Ironisnya, sekarang bangunan itu dipakai sebagai kediaman resmi Presiden Republik Indonesia, presiden dari negara yang merdeka dan berdaulat..... Apa betul, kepala negara bangsa sendiri yang adalah lambang negara merdeka berkantor di bekas kediaman dan kantor gembong penjajah negeri ini? (hlm 25)
Dalam gugatannya ini, sebagai seorang desainer interior yang peduli dengan budaya bangsa sendiri Mang Jamal menganjurkan agar kantor Presiden RI berkantor dalam gedung dengan langgam bangunan khas Indonesia.
Untuk bangunan kantor presiden, begitu banyak langgam yang dimiliki oleh setiap daerah di Nusantara, tinggal memilih atau mencampurnya bila perlu, atau memilih salah satu berdasar karakter yang paling mewakili seperti terpilihnya bahasa Melayu Riau yang lalu dijadikan bahasa persatuan: Bahasa Indonesia.
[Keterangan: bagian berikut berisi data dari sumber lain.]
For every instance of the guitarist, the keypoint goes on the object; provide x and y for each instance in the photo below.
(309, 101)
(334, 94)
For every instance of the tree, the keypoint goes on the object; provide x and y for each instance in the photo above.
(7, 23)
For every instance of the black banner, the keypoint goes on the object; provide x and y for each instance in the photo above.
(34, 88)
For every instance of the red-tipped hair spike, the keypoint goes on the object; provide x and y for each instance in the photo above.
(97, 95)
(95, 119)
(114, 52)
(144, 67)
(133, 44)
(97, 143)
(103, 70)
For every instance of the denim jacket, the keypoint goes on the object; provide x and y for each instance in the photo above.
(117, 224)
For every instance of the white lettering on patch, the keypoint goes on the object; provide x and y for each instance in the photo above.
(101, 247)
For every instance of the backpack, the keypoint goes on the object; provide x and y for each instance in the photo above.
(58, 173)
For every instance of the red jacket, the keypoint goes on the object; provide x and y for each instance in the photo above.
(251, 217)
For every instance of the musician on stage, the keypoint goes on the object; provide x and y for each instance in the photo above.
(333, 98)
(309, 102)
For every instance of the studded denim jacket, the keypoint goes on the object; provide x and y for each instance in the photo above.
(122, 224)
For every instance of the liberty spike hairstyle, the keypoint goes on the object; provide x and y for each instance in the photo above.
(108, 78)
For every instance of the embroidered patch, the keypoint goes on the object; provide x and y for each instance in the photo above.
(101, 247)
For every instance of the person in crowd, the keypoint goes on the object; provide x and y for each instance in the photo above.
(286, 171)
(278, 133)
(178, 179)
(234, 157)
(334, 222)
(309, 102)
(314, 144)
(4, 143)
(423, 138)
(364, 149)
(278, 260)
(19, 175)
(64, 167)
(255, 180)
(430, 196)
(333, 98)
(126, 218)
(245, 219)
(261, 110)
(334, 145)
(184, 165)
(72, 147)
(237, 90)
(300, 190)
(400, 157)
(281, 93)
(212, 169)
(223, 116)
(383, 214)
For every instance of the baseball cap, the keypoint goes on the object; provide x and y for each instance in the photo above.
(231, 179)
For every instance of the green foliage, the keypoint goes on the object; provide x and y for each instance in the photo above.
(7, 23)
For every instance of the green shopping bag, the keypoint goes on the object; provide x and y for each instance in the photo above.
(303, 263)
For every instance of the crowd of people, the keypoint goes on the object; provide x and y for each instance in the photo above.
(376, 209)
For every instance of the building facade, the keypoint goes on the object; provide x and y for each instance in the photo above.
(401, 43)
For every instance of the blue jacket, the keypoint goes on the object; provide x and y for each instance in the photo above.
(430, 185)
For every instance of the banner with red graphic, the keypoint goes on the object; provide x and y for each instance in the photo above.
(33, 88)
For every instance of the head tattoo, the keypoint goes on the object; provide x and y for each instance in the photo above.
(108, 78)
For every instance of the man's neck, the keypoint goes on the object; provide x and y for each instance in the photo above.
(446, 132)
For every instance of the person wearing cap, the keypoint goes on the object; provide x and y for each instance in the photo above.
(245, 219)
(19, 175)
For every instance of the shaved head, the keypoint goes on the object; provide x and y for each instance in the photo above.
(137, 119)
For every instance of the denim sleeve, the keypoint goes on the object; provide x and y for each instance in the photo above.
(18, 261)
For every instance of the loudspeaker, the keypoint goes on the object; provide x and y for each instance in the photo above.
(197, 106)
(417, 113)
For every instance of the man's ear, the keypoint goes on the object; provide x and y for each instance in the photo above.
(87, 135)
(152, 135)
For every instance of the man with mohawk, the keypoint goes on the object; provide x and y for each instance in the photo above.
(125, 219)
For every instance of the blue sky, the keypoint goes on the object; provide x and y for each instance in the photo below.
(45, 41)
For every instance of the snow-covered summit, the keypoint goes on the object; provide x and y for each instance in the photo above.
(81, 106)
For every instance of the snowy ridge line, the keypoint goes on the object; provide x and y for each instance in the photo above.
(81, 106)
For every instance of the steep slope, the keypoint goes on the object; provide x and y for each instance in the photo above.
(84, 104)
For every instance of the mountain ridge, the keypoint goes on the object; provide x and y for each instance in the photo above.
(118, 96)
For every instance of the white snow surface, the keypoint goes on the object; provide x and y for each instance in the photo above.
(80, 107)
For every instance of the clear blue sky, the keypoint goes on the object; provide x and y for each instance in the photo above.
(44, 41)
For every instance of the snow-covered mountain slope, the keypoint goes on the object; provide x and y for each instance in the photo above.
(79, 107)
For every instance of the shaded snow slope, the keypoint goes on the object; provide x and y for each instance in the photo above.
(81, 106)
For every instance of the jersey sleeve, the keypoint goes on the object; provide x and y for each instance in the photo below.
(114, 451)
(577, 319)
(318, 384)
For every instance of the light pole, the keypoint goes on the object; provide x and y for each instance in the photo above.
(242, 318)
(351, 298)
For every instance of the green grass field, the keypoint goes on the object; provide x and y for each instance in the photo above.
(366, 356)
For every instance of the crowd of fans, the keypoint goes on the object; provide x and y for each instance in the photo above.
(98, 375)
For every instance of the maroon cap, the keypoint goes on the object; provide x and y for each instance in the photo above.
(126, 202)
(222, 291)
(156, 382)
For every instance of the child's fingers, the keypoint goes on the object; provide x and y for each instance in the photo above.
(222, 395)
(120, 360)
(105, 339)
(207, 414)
Kita bisa, kalau mau!
(hlm 27)
Wacana memindahkan Ibukota Indonesia juga tidak luput dari pengamatan Mang Jamal. Selain tentang pemindahan lokasi ibukota, Mang Jamal juga memiliki gagasan yang menarik antara lain menyebarkan setiap kementrian ke pulau-pulau sesuai dengan potensi dan prioritas pembangunan wilayah. Misalnya kantor Kementrian Pariwisata dan Budaya di Bali atau di Samosir, Kementrian Energi dan Sumber Daya Mineral di kawasan pertambangan seperti di Riau, Kalimantan, Sulawesi, dll. Selain lokasi kementrian penulis juga mengusulkan agar bangunan desain kementrian dibuat berdasarkan desain tradisional atau disesuaikan dengan bidang pekerjaan atau fungsinya. Gedung Kementrian Perdagangan menggunakan model pasar, gedung Kementrian Perindustrian model pabrik, Gedung Kementrian Perhubungan menggunakan model kereta api, dll.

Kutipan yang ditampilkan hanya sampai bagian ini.